The 53rd San Francisco International Film Festival wraps up this week after 14 days, and though I've seen some wonderful things, it's a real pleasure to rest my brain with a little Iron Man 2 this week. Among some of the gems I saw was the gentle Cairo Time (see my longer review), with its luminous performance by Patricia Clarkson. I also liked the new one from Portuguese director João Pedro Rodrigues, To Die Like a Man. Rodrigues' style is so blunt and frank that his filmmaking can be seen (and has been seen) as both clumsy and bold. He ventures into some unusual territory, like drag queens snipe hunting in a forest, but for all that, the film manages to find a steady heartbeat within its bizarre structure.

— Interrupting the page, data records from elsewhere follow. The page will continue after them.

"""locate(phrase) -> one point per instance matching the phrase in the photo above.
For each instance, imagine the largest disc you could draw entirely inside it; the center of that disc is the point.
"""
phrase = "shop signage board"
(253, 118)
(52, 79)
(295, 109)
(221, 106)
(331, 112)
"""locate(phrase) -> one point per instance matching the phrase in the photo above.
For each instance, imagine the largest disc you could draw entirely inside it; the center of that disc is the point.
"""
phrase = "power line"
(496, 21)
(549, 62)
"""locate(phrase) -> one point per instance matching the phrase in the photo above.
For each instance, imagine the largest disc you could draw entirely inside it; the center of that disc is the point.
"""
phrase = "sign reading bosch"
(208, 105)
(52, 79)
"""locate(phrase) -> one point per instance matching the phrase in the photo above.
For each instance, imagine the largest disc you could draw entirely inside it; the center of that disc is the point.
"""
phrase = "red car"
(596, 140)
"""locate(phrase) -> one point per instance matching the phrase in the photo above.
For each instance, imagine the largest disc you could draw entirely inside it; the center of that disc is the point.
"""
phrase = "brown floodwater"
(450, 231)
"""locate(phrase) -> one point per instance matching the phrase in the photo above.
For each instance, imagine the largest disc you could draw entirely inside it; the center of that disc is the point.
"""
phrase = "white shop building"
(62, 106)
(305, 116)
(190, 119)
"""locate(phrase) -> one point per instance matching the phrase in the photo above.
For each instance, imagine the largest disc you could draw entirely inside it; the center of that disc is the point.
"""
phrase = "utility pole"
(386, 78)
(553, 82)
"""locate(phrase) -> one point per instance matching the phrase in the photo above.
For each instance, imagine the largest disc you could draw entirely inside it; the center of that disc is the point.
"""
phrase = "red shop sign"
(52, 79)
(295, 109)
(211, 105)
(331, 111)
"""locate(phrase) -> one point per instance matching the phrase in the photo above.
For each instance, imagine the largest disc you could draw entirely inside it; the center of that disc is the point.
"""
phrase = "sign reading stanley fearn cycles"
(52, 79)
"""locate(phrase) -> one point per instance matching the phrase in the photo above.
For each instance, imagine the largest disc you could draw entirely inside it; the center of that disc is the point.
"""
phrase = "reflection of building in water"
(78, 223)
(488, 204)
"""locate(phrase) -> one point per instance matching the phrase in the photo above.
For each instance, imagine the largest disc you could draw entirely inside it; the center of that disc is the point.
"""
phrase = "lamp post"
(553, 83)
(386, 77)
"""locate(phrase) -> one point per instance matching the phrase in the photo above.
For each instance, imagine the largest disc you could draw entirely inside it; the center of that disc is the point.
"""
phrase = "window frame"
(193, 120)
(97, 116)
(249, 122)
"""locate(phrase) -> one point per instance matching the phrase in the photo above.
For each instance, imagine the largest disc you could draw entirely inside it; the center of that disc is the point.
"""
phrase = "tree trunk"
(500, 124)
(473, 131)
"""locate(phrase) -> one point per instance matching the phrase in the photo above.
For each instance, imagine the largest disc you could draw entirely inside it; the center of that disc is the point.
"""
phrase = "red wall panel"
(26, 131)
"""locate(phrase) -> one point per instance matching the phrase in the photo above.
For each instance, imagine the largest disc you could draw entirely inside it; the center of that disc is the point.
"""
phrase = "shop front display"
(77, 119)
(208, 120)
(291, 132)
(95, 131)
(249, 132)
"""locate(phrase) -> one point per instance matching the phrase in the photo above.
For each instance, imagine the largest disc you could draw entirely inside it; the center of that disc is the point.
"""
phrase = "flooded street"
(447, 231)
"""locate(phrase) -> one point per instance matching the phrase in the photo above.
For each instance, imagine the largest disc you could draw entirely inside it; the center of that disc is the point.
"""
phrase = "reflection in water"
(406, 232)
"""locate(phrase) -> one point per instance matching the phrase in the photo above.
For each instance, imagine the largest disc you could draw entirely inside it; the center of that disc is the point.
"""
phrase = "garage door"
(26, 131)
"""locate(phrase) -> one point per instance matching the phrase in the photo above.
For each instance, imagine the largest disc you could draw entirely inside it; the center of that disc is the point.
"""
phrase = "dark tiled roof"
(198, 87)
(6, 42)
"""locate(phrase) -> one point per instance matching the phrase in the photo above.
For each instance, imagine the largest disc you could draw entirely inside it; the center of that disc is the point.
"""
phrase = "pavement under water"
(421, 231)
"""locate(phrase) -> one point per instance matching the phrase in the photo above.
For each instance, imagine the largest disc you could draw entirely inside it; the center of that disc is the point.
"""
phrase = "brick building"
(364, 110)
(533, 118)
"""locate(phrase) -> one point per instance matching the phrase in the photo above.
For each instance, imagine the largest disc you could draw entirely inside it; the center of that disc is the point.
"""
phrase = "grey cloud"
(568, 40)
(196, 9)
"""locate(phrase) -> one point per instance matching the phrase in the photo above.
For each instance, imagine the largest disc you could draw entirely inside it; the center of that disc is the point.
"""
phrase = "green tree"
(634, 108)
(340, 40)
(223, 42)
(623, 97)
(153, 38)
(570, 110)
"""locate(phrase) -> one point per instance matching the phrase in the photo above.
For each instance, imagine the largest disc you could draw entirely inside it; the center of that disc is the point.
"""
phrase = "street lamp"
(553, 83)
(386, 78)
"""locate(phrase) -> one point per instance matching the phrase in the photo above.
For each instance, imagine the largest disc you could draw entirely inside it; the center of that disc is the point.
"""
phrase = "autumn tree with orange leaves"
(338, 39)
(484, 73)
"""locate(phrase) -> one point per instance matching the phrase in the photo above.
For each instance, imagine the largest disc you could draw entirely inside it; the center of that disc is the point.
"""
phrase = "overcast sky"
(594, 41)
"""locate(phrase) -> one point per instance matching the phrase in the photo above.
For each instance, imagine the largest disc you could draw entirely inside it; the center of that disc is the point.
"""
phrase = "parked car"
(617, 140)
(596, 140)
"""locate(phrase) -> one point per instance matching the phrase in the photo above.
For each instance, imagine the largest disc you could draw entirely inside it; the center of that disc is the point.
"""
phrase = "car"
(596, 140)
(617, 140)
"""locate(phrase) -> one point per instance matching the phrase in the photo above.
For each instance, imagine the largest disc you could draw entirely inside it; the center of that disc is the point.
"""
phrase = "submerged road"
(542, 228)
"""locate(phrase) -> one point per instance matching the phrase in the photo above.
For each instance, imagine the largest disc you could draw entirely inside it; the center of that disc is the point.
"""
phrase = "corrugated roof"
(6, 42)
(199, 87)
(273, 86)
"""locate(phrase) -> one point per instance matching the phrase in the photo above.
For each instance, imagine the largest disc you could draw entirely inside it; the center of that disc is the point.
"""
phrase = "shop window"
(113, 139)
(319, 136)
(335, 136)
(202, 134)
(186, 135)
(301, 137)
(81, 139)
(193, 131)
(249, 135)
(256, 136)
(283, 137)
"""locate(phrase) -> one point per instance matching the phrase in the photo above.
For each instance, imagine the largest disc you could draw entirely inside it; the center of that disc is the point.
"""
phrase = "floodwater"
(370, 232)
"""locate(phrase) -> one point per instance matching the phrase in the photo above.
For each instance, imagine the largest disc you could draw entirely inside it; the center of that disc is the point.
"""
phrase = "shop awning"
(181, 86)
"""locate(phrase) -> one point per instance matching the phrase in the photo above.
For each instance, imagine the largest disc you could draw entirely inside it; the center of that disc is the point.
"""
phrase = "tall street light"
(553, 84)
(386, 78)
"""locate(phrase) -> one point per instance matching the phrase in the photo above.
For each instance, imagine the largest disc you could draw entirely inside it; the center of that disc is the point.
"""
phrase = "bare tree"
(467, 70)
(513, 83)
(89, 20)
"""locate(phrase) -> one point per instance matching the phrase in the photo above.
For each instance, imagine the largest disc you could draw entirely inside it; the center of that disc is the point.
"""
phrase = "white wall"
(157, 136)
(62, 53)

The outstanding Alamar won the New Directors Award for filmmaker Pedro González-Rubio; it's truly beautiful, almost incidental portrait of a boy spending some time with his father after his parents have split. The father is a fisherman on a huge choral reef near Mexico, and they spend nearly wordless days together learning about fish and befriending birds. This remarkable blend of fiction and non-fiction uses real people and real relationships, but creates its own story from these elements. I also loved Claire Denis' newest masterwork White Material (see my longer review), which is arguably her most plot-based, but also grimmest, movie in years.

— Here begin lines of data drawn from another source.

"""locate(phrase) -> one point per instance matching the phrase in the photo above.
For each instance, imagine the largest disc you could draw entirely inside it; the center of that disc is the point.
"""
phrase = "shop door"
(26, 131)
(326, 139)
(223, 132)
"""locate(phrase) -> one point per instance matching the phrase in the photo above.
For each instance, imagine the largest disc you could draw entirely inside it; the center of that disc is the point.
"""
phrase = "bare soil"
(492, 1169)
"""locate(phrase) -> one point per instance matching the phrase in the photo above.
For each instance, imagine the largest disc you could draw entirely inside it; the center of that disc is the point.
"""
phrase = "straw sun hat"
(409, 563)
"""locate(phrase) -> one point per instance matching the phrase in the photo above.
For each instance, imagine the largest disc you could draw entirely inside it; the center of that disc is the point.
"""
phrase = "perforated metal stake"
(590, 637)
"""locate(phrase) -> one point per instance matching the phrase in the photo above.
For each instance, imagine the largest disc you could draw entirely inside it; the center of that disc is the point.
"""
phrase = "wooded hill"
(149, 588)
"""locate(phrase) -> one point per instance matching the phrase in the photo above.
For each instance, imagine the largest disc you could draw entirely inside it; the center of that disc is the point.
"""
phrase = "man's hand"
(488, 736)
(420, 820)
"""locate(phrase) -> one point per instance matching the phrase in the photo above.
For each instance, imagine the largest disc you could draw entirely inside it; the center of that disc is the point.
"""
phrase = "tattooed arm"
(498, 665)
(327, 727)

Robert Duvall received a tribute at the festival with a screening of his new film Get Low, directed by Aaron Schneider, which is clearly a first-timer's film. It has problems balancing its shape and tones, but it is smart enough to rely on superb performances by Duvall, Bill Murray and Sissy Spacek.

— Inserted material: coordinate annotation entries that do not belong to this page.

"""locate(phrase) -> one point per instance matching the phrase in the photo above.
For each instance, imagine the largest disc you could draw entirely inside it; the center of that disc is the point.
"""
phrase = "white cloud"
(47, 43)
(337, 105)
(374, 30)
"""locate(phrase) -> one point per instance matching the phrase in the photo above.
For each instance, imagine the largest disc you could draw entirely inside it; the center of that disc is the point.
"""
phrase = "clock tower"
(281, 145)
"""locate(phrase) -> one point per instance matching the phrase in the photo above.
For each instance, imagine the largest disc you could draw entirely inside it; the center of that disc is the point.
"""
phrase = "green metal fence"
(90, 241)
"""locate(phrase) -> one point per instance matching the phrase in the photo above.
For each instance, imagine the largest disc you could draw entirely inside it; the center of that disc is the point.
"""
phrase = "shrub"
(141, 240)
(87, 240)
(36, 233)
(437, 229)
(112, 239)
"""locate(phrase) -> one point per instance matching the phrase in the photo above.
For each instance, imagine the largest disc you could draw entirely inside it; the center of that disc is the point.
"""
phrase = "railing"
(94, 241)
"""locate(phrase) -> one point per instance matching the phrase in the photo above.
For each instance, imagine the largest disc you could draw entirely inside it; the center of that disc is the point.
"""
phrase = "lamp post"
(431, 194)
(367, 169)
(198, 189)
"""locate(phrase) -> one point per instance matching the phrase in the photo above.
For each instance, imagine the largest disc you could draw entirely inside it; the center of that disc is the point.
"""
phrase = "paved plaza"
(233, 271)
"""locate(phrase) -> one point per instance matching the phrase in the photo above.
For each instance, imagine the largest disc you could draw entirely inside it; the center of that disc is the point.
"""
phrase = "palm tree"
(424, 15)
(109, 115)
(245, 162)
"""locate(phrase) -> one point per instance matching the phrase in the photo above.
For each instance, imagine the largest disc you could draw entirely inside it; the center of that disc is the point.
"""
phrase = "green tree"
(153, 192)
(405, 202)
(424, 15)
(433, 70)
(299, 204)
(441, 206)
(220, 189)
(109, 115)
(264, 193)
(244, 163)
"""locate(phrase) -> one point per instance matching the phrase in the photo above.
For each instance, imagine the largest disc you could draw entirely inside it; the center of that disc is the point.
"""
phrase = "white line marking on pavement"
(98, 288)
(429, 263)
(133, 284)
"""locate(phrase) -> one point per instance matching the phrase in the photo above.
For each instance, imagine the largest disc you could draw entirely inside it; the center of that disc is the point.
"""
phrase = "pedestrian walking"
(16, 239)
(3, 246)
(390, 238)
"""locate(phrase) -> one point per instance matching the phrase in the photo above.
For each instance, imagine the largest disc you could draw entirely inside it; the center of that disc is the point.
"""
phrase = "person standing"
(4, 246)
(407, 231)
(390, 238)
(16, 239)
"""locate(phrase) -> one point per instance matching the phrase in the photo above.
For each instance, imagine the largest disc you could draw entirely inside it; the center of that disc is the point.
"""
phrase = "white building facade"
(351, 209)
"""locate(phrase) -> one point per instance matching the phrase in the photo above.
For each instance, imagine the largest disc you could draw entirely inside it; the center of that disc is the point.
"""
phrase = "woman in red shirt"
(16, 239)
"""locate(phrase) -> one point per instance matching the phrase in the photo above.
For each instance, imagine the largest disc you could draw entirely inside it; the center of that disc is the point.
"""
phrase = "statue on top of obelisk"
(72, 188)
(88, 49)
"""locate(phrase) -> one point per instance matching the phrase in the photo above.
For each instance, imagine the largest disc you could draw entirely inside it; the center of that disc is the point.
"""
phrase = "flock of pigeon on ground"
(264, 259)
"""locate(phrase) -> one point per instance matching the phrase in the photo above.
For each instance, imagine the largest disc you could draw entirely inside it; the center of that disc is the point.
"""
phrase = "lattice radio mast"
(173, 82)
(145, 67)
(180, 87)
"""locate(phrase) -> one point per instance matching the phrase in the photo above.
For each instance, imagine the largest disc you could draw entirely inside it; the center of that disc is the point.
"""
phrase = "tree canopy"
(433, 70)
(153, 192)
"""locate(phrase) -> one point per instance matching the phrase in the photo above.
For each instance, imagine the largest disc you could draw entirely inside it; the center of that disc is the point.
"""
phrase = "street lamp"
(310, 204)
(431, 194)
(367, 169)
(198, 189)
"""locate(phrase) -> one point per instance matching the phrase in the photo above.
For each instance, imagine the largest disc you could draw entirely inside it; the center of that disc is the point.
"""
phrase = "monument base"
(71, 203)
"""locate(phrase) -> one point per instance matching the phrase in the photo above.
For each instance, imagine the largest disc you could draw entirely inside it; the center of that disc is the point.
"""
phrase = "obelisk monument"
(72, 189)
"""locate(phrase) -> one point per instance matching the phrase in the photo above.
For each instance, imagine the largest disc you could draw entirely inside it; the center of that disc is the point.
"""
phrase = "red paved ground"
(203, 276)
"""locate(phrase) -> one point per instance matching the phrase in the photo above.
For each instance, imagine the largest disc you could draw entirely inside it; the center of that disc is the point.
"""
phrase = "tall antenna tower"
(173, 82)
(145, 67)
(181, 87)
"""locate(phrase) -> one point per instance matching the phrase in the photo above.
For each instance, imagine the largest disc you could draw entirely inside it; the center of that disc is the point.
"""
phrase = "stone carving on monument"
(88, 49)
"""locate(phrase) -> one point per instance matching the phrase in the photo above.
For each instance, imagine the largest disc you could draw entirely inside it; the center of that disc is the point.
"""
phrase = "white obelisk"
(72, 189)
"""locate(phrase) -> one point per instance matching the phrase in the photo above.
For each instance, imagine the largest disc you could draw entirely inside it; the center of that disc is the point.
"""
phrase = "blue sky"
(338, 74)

I attended another tribute, to critic Roger Ebert, which was a truly special, inspiring evening. Directors Terry Zwigoff, Philip Kaufman, Errol Morris and Jason Reitman all paid tribute to him, and then he "spoke" a little bit (via his computer) about the current state of movies. His pick for the evening was Erick Zonca's Julia, which I was ashamed to have missed when it opened last spring. It's a truly harrowing -- if slightly problematic -- cross between a crime film and an alcoholism drama, and with easily the best performance of 2009, in any film, by Tilda Swinton.
There was a rare festival disappointment in Air Doll, which was Japanese director Hirokazu Kore-eda's first non-realistic film since his great After Life (1998). Unfortunately Air Doll plays more like a doodle than a finished film; it covers so many themes and subthemes that it takes forever to wrap up, and its would-be stinger of an ending comes across more like a thud.
The festival went out on a high note with a couple of outstanding genre films, both of which I will be recommending to people for months down the line. Sean Byrne's The Loved Ones, from Australia, is a brilliant gore film with a few unique and surprisingly human twists, as well as a welcome penchant for dark humor in its final act. And Vincenzo Natali's Splice is a kind of creature film with a most peculiar, appealing tone. It manages to cross several lines while maintaining a kind of sweetness. These two films sent me out into the world a happy man.